The onload events are used to actually toggle the visible image once they've been loaded and to prevent switching images before loading is complete.

我已经在JSFiddle上设置了一个示例来展示这种方法.

I've setup an example on JSFiddle to showcase this approach.

不需要任何特殊的CSS.为使过渡效果正常工作，您需要对第二张图像进行一些最小设置:

There's no special CSS needed for this.
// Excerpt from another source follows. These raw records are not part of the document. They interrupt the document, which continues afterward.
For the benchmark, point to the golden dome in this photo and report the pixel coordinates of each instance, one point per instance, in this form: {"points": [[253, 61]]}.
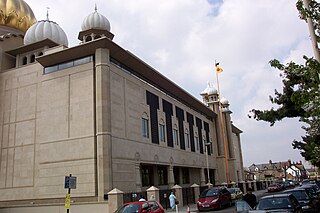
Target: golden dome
{"points": [[16, 14]]}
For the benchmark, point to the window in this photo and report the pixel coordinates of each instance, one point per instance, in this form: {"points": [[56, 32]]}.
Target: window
{"points": [[162, 133], [162, 175], [147, 175], [145, 128], [186, 139], [32, 58], [175, 137], [68, 64], [185, 176], [24, 60], [196, 141]]}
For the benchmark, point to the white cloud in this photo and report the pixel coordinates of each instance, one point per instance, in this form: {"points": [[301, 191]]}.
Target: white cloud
{"points": [[182, 38]]}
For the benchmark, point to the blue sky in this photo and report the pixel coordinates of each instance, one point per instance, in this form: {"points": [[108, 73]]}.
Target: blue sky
{"points": [[183, 38]]}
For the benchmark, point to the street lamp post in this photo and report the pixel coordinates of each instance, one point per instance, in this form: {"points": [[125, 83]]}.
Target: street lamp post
{"points": [[207, 160]]}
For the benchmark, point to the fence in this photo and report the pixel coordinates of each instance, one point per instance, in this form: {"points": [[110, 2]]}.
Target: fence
{"points": [[188, 195], [133, 196], [164, 197]]}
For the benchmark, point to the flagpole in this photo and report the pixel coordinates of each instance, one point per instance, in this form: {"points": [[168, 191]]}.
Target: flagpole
{"points": [[223, 133]]}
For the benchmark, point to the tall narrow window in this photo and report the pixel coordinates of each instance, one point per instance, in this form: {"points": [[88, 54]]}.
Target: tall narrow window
{"points": [[162, 133], [145, 128], [186, 139], [175, 136], [162, 175], [196, 141]]}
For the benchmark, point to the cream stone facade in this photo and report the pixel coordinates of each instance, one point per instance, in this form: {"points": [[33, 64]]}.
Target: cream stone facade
{"points": [[100, 113]]}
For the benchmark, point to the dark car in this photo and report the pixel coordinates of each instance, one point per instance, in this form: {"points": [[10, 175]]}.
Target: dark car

For the transition effect to work, you'll need some minimal setup for the second image:

#gallery_b {
    opacity: 0;
    transition: opacity 1s;
}

定期调用的功能(也可以通过按钮或某些链接启动)将更新当前图像的索引并交换当前不可见的图像:

The periodically called function (which may also be initiated by a button or some link) will update the current image's index and swap the image currently invisible:

// This function will init the switch
function galleryNext() {
    if (gallery_switching)
        return;

    // Prevent multiple switches at once    
    gallery_switching = true;

    // Get the next index (the modulo will make it wrap around)
    gallery_index = (gallery_index + 1) % images.length;

    // Update the inactive image
    // This could also update some link target or similar
    document.getElementById(gallery_second ? 'gallery_a' : 'gallery_b').src = images[gallery_index];

    // Toggle the next image
    gallery_second = !gallery_second;
}

onload 事件将切换图像(基本上只是根据需要隐藏第二个图像):

The onload event will switch images (essentially just hiding the second image as needed):

// This function is a callback once the next image has been loaded
function galleryLoaded() {
    if (!gallery_switching)
        return;
    gallery_switching = false;

    // If the second image is the next, we'll have to hide it now (since we want to show the first one)
    document.getElementById('gallery_b').style.opacity = gallery_second ? 1 : 0;
}

最后但并非最不重要的一点是，您必须设置时间间隔并获取要立即显示的第一张图像.

Last but not least you'll have to setup the interval and get the very first image to show immediately.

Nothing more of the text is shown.